Codeblack Films
- Type: Private
- Industry: Entertainment
- Founded: 2005
- Founder: Jeff Clanagan
- Headquarters: Santa Monica, California, United States
- Key people: Jeff Clanagan (CEO); Quincy Newell (EVP); Candice Wilson (Acquisitions & Development Executive Director);
- Products: Motion pictures
- Website: codeblack.com

= Codeblack Films =

American entertainment company

Codeblack Films is an American entertainment company. Codeblack focuses on films targeting African-American audiences.

==History==
Codeblack Enterprises was founded by Jeff Clanagan in 2005, who became CEO of the company. Originally focused on direct-to-video releases, Codeblack entered into an agreement with 20th Century Fox for film distribution. The multi-picture deal with Fox Faith was to produce six original films targeting the African-American faith-based market. The first two productions were film adaptations of the 1980s Off-Broadway gospel musical hit Mama, I Want to Sing! and the popular play, A Good Man is Hard to Find.

Codeblack Enterprises entered a distribution deal with Lionsgate in 2012 forming Codeblack Films under Lionsgate. Codeblack's first film release under Lionsgate was Kevin Hart's stand-up special Let Me Explain. That same year, Shaquille O'Neal's All Star Comedy Jam was released through Codeblack and Lionsgate. Codeblack released Woman Thou Art Loosed: On the 7th Day as a limited release to 102 AMC theaters in April 2012.

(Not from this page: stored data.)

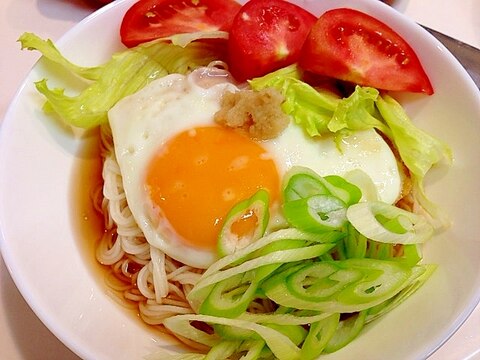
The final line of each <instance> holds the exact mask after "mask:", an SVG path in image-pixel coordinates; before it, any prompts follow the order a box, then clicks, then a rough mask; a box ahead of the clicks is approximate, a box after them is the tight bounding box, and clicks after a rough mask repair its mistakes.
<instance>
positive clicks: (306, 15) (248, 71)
mask: <svg viewBox="0 0 480 360" xmlns="http://www.w3.org/2000/svg"><path fill="white" fill-rule="evenodd" d="M316 20H317V18H316V17H315V16H314V15H312V14H311V13H309V12H308V11H306V10H304V9H303V8H301V7H299V6H297V5H294V4H292V3H289V2H286V1H284V0H251V1H249V2H247V3H246V4H245V5H244V6H243V7H242V8H241V9H240V11H239V12H238V14H237V15H236V16H235V18H234V20H233V24H232V27H231V30H230V35H229V40H228V53H229V70H230V72H231V73H232V75H233V76H234V77H235V78H236V79H237V80H239V81H244V80H246V79H251V78H253V77H258V76H262V75H265V74H267V73H269V72H271V71H274V70H277V69H279V68H281V67H284V66H287V65H290V64H292V63H294V62H296V61H297V60H298V57H299V56H300V50H301V48H302V45H303V43H304V41H305V39H306V37H307V35H308V32H309V31H310V28H311V27H312V26H313V24H314V23H315V21H316Z"/></svg>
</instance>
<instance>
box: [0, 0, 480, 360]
mask: <svg viewBox="0 0 480 360" xmlns="http://www.w3.org/2000/svg"><path fill="white" fill-rule="evenodd" d="M297 2H298V3H299V4H300V5H303V6H304V7H306V8H307V9H308V10H310V11H312V12H314V13H317V14H320V13H321V12H323V11H325V10H327V9H330V8H335V7H353V8H356V9H359V10H361V11H364V12H367V13H369V14H371V15H373V16H374V17H376V18H378V19H381V20H383V21H384V22H385V23H387V24H389V25H390V26H391V27H392V28H394V29H395V30H396V31H397V32H398V33H400V34H401V35H402V36H403V37H404V38H405V39H406V40H407V41H408V42H409V43H410V44H411V45H412V47H413V48H414V49H415V50H416V52H417V54H418V56H419V57H420V59H421V61H422V63H423V64H424V67H425V69H426V71H427V73H428V75H429V77H430V79H431V81H432V83H433V86H434V88H435V95H433V96H431V97H427V96H423V95H403V96H401V98H400V100H401V102H402V104H403V105H404V106H405V107H406V109H407V111H408V112H409V114H410V115H411V117H412V118H413V120H414V121H415V123H416V124H417V125H418V126H419V127H421V128H424V129H426V130H427V131H429V132H430V133H432V134H434V135H436V136H438V137H440V138H442V139H443V140H445V141H446V142H447V143H448V144H449V145H450V146H451V147H452V148H453V150H454V155H455V160H454V164H453V166H452V167H451V168H449V169H445V168H439V169H438V170H435V171H433V172H432V174H430V176H429V177H428V179H427V184H426V187H427V192H428V194H429V196H430V197H431V198H432V199H433V200H434V201H436V202H438V203H439V204H441V205H442V206H443V207H444V208H445V209H447V211H448V212H449V214H450V215H451V218H452V220H453V226H452V227H451V228H450V229H449V230H448V231H446V232H444V233H442V234H439V235H438V236H436V237H435V239H434V240H433V241H431V242H430V243H428V244H427V246H426V249H425V261H426V262H428V263H436V264H438V265H439V267H438V270H437V271H436V272H435V274H434V275H433V277H432V278H431V279H430V280H429V281H428V282H427V283H426V284H425V286H424V287H423V288H421V289H420V290H419V291H418V292H417V293H416V294H415V295H414V296H412V297H411V298H410V299H408V300H407V301H406V302H405V303H404V304H402V305H401V306H400V307H398V308H397V309H395V310H394V311H393V312H392V313H390V314H388V315H387V316H385V317H384V318H382V319H380V320H379V321H376V322H375V323H374V324H372V325H371V326H368V327H367V328H366V329H365V331H364V332H363V333H362V334H361V336H360V337H359V338H358V339H357V340H355V341H354V342H353V343H351V344H350V345H349V346H347V347H346V348H344V349H342V350H340V351H338V352H337V353H334V354H332V355H329V356H326V357H325V358H326V359H351V358H356V359H370V360H373V359H390V360H393V359H423V358H426V357H428V355H429V354H431V353H432V352H433V351H435V349H437V348H438V347H439V346H441V344H442V343H443V342H444V341H446V340H447V339H448V338H449V337H450V336H451V335H452V334H453V333H454V332H455V330H456V329H457V328H458V327H459V326H460V325H461V324H462V322H463V321H464V320H465V319H466V318H467V316H468V315H469V313H470V312H471V311H472V310H473V309H474V307H475V305H476V304H477V302H478V300H479V298H480V292H479V289H480V265H479V264H480V262H479V261H478V259H479V258H480V246H478V240H479V234H480V221H479V214H480V212H479V204H480V191H479V186H478V179H479V175H480V157H479V155H480V143H479V142H478V134H480V121H479V114H480V94H479V91H478V89H477V88H476V87H475V86H474V84H473V82H472V81H471V79H470V78H469V77H468V75H467V74H466V72H465V71H464V70H463V68H462V67H461V65H460V64H459V63H458V62H457V61H456V59H455V58H454V57H453V56H452V55H451V54H450V53H449V52H448V51H447V50H446V49H445V48H444V47H443V46H442V45H441V44H440V43H438V42H437V41H436V40H435V39H434V38H433V37H431V36H430V35H429V34H428V33H426V32H425V31H424V30H423V29H422V28H420V27H419V26H417V25H416V24H415V23H413V22H412V21H410V20H409V19H407V18H405V17H404V16H402V15H401V14H399V13H398V12H396V11H395V10H394V9H392V8H389V7H388V6H385V5H384V4H382V3H380V2H378V1H375V0H372V1H368V0H357V1H354V2H353V1H348V0H317V1H316V0H304V1H297ZM132 3H133V0H125V1H116V2H114V3H112V4H110V5H108V6H106V7H104V8H102V9H101V10H99V11H97V12H96V13H95V14H93V15H92V16H90V17H88V18H87V19H85V20H84V21H82V22H81V23H80V24H79V25H78V26H76V27H75V28H74V29H73V30H71V31H70V32H68V33H67V34H66V35H65V36H64V37H63V38H62V39H61V40H60V41H59V42H58V45H59V47H60V49H61V50H62V53H63V54H65V55H66V56H67V57H68V58H70V59H71V60H72V61H73V62H75V63H79V64H83V65H95V64H99V63H101V62H103V61H105V60H107V59H108V58H109V56H110V54H111V53H112V52H113V51H116V50H120V49H122V46H121V44H120V42H119V40H118V33H117V32H118V27H119V24H120V21H121V18H122V15H123V13H124V12H125V11H126V10H127V8H128V7H129V6H130V5H131V4H132ZM93 40H94V42H95V44H94V45H93V46H92V41H93ZM44 77H46V78H48V79H49V80H50V84H58V85H67V86H68V87H74V88H75V87H76V86H77V82H76V80H75V79H74V78H73V77H71V76H69V75H68V74H66V73H65V72H63V71H61V70H58V68H55V67H52V66H51V65H49V64H48V63H47V62H45V61H42V60H41V61H40V62H39V63H38V64H37V65H36V66H35V67H34V68H33V70H32V72H31V73H30V74H29V75H28V77H27V79H26V80H25V83H24V85H23V86H22V88H21V89H20V90H19V92H18V95H17V97H16V99H15V101H14V102H13V103H12V105H11V107H10V109H9V111H8V113H7V116H6V118H5V121H4V122H3V126H2V129H1V134H0V135H1V138H0V140H1V141H0V146H1V148H0V150H1V151H0V224H1V230H2V239H1V240H2V241H1V250H2V255H3V257H4V259H5V262H6V264H7V266H8V268H9V270H10V271H11V275H12V277H13V279H14V281H15V283H16V285H17V286H18V288H19V289H20V291H21V293H22V294H23V296H24V297H25V299H26V300H27V302H28V303H29V305H30V306H31V307H32V308H33V310H34V311H35V313H36V314H37V315H38V317H39V318H40V319H41V320H42V321H43V322H44V323H45V324H46V325H47V326H48V327H49V329H50V330H51V331H52V332H53V333H54V334H55V335H56V336H57V337H58V338H59V339H60V340H61V341H63V342H64V343H65V344H66V345H67V346H68V347H70V348H71V349H72V350H73V351H74V352H75V353H77V354H78V355H79V356H81V357H82V358H85V359H96V360H101V359H129V360H131V359H140V358H142V357H143V356H145V355H147V354H148V353H150V352H151V351H153V350H155V348H156V347H158V346H168V347H170V346H172V343H171V342H169V341H167V340H166V339H164V338H161V337H157V336H156V335H154V334H153V333H152V332H150V331H149V330H148V329H147V328H146V327H145V326H143V325H142V324H141V323H140V321H139V320H138V319H136V318H135V317H133V316H131V314H128V313H127V312H126V311H125V310H124V309H122V308H121V307H119V306H118V305H117V304H116V303H114V302H113V301H112V300H111V299H110V298H109V297H108V296H107V295H106V290H105V286H104V285H103V283H102V280H101V279H98V276H96V274H97V272H95V271H92V268H91V264H92V260H91V259H86V255H85V251H83V250H82V245H81V239H79V238H78V233H76V232H75V231H74V229H73V226H72V218H73V215H74V214H72V213H71V212H72V211H73V210H72V209H74V207H73V206H72V198H73V195H72V193H73V192H74V191H75V189H73V188H72V176H73V171H74V165H75V164H76V162H77V161H79V160H81V159H82V158H83V159H85V156H86V157H87V158H88V155H85V154H82V155H80V154H79V153H78V151H79V149H80V145H81V144H82V143H83V142H85V141H91V140H92V137H91V136H89V135H88V134H86V135H85V134H81V133H77V132H76V131H72V130H71V129H68V128H65V127H62V126H61V125H60V124H59V123H57V122H55V121H53V120H52V119H50V118H48V117H46V116H45V115H44V114H43V113H42V110H41V105H42V103H43V99H42V97H41V96H40V95H39V94H38V93H37V92H36V91H35V89H34V86H33V82H34V81H36V80H39V79H41V78H44ZM352 354H354V355H352Z"/></svg>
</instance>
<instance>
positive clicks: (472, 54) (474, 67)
mask: <svg viewBox="0 0 480 360" xmlns="http://www.w3.org/2000/svg"><path fill="white" fill-rule="evenodd" d="M423 28H424V29H425V30H427V31H428V32H429V33H430V34H432V35H433V36H435V37H436V38H437V40H439V41H440V42H441V43H442V44H443V45H445V47H446V48H447V49H448V50H450V52H451V53H452V54H453V56H455V57H456V58H457V60H458V61H459V62H460V63H461V64H462V65H463V67H464V68H465V70H467V72H468V74H469V75H470V76H471V77H472V79H473V81H474V82H475V84H477V87H478V88H479V89H480V49H477V48H476V47H473V46H471V45H468V44H465V43H464V42H461V41H459V40H457V39H454V38H452V37H450V36H448V35H445V34H442V33H440V32H438V31H436V30H433V29H430V28H428V27H426V26H423Z"/></svg>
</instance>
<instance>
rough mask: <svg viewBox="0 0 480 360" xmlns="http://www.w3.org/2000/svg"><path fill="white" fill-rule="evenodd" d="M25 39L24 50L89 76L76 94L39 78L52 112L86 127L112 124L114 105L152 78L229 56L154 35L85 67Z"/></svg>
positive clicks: (176, 72)
mask: <svg viewBox="0 0 480 360" xmlns="http://www.w3.org/2000/svg"><path fill="white" fill-rule="evenodd" d="M191 40H194V39H193V38H192V39H191ZM19 41H20V43H21V45H22V49H28V50H38V51H40V52H41V53H42V55H43V56H44V57H46V58H48V59H49V60H50V61H53V62H55V63H57V64H59V65H61V66H63V67H65V68H66V69H68V70H69V71H71V72H72V73H74V74H76V75H78V76H79V77H81V78H83V79H85V80H86V81H87V82H86V87H85V89H84V90H83V91H82V92H81V93H79V94H78V95H75V96H68V95H66V94H65V89H58V88H57V89H50V88H49V87H48V85H47V80H46V79H43V80H40V81H38V82H36V83H35V86H36V88H37V90H38V91H39V92H40V93H41V94H43V95H44V96H45V97H46V98H47V102H46V103H45V105H44V110H45V111H46V112H53V113H56V114H58V115H59V116H60V118H61V119H62V120H63V121H64V122H65V123H67V124H69V125H72V126H76V127H81V128H86V129H88V128H92V127H95V126H98V125H101V124H103V123H106V122H107V121H108V118H107V112H108V110H110V109H111V108H112V107H113V106H114V105H115V104H116V103H117V101H118V100H120V99H122V98H124V97H125V96H127V95H130V94H133V93H135V92H136V91H138V90H140V89H141V88H143V87H144V86H145V85H147V84H148V83H150V82H151V81H153V80H155V79H158V78H160V77H163V76H165V75H168V74H170V73H180V74H185V73H187V72H188V71H190V70H192V69H194V68H196V67H199V66H205V65H208V64H209V63H210V62H212V61H214V60H219V59H222V58H224V48H223V46H219V44H218V43H215V44H213V43H207V42H186V44H184V46H178V45H174V44H172V43H169V42H165V41H161V40H154V41H152V42H148V43H145V44H141V45H139V46H137V47H134V48H131V49H128V50H125V51H122V52H119V53H116V54H114V55H113V56H112V58H111V59H110V60H109V61H108V62H106V63H105V64H103V65H100V66H95V67H81V66H77V65H75V64H73V63H71V62H70V61H68V60H67V59H65V58H64V57H63V56H62V54H61V53H60V52H59V51H58V49H57V48H56V47H55V45H54V44H53V42H52V41H50V40H42V39H41V38H39V37H38V36H36V35H35V34H32V33H25V34H23V35H22V36H21V37H20V38H19Z"/></svg>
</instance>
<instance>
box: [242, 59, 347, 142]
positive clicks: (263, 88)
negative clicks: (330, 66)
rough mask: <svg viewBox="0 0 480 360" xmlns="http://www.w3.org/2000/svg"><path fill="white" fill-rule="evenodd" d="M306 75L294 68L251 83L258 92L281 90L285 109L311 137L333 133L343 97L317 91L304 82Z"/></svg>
mask: <svg viewBox="0 0 480 360" xmlns="http://www.w3.org/2000/svg"><path fill="white" fill-rule="evenodd" d="M301 77H302V72H301V71H300V70H299V69H298V67H297V66H296V65H290V66H288V67H286V68H282V69H279V70H277V71H274V72H272V73H270V74H267V75H265V76H263V77H260V78H255V79H252V80H250V81H249V83H250V86H251V87H252V89H254V90H261V89H264V88H268V87H273V88H275V89H277V90H278V91H279V92H280V93H281V94H283V95H284V97H285V102H284V103H283V104H282V110H283V111H284V112H285V113H286V114H288V115H292V117H293V119H294V120H295V122H296V123H297V124H299V125H301V126H302V127H303V128H304V129H305V131H306V132H307V133H308V134H309V135H310V136H321V135H322V134H326V133H329V132H330V130H329V129H328V123H329V122H330V120H331V118H332V116H333V113H334V111H335V109H336V108H337V106H338V103H339V102H340V101H341V99H340V97H339V96H338V95H336V94H334V93H333V92H330V91H327V90H320V89H319V90H317V89H315V88H313V87H312V86H310V85H308V84H307V83H305V82H303V81H301V80H300V79H301Z"/></svg>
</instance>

In 2013, Codeblack acquired the rights to produce films from the Flyy Girl book trilogy by Omar Tyree. It was later announced that Sanaa Lathan would be starring as Tracy Ellison in the movie adaptation written by Geoffrey S. Fletcher and Nicole Jefferson-Asher and produced by Effie T. Brown. Codeblack released Why We Laugh: Funny Women, a film about female comedians narrated and produced by Joan Rivers, in 2013. That same year, it acquired Frankie & Alice, a drama starring Halle Berry, after its delayed release. In April 2013, Codeblack acquired the theatrical rights of Free Angela and All Political Prisoners, a documentary about social activist Angela Davis. Also in 2013, Codeblack released the film The Inevitable Defeat of Mister & Pete, a story of two children on their which have been abandoned by their drug-addicted caretaker. The movie was directed by George Tillman Jr. and starred Jennifer Hudson, Anthony Mackie and Jeffrey Wright. It debuted at the Sundance Film Festival that year.

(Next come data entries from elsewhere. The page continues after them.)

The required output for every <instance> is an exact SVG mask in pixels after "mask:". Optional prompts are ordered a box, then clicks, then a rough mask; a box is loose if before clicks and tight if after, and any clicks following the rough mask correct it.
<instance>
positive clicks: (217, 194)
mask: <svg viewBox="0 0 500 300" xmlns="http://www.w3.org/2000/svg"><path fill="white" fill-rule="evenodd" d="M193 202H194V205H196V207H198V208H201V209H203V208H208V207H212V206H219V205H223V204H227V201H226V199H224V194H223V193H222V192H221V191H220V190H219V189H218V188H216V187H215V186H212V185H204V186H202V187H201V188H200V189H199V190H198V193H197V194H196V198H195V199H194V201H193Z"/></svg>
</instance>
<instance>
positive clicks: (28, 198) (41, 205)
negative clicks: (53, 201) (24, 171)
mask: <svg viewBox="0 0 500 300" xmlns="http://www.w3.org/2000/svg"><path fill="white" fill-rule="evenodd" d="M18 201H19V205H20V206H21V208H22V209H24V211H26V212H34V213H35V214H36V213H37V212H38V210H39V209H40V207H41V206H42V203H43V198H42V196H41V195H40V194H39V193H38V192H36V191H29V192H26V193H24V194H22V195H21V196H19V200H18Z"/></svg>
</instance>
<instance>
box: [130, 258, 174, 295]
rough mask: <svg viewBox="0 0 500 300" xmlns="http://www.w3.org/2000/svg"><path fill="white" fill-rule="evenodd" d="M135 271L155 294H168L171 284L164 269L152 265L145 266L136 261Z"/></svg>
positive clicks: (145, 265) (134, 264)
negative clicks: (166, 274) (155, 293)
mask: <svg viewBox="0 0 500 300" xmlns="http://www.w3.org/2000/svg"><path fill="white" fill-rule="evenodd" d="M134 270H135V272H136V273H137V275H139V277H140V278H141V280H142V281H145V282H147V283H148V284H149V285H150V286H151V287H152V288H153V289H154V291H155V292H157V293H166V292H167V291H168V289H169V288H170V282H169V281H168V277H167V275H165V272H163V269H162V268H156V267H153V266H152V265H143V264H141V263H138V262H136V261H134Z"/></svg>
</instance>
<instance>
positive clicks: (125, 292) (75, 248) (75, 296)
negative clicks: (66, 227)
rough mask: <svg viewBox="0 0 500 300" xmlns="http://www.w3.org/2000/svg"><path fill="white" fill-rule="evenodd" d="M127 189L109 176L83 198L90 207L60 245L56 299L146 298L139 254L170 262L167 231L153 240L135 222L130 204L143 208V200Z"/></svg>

Codeblack released Repentance, a psychological thriller about a life coach who is abducted by one of his clients, in February 2014. The film was directed by Philippe Caland, who wrote the script alongside Shintaro Shimosawa and worked with Nina Yang Bongiovi to produce the film. The film Addicted was released by Codeblack in 2014. It was shown on a limited 846 screens. Codeblack signed an agreement with Times Media Films in October 2014 to distribute its films to South Africa.

In March 2015, Lionsgate's Codeblack Films entered an agreement with distributor Eagle Films to distribute all films produced or co-produced by Codeblack in the Middle East and North Africa. In March 2016, Codeblack's parent company, Lionsgate, announced a partnership with Kevin Hart and his company Hartbeat Digital to establish Laugh Out Loud, a video on demand service. Jeff Clanagan. Codeblack's CEO, became president of Hartbeat Digital and Laugh Out Loud. That same month, Codeblack produced a game show series on Instagram similar to "The Newlywed Game" called "The Perfect Match" before the release of the film, The Perfect Match. In September 2016, Codeblack announced that it was partnering with Queen Latifah's Flavor Unit Entertainment to co-produce and co-finance several films including The Love Playbook: Rules for Love, Sex, and Happiness based on the book by La La Anthony.

In April 2017, the first trailer was released for All Eyez on Me, a biopic about rapper Tupac Shakur distributed by Codeblack which would be released in June on what would have been his 46th birthday. The movie was featured as the closing film at the 2017 American Black Film Festival.

On January 11, 2019, Lionsgate announced the end of the partnership with Codeblack Films, while also being separated from the former company and continue to operated independently.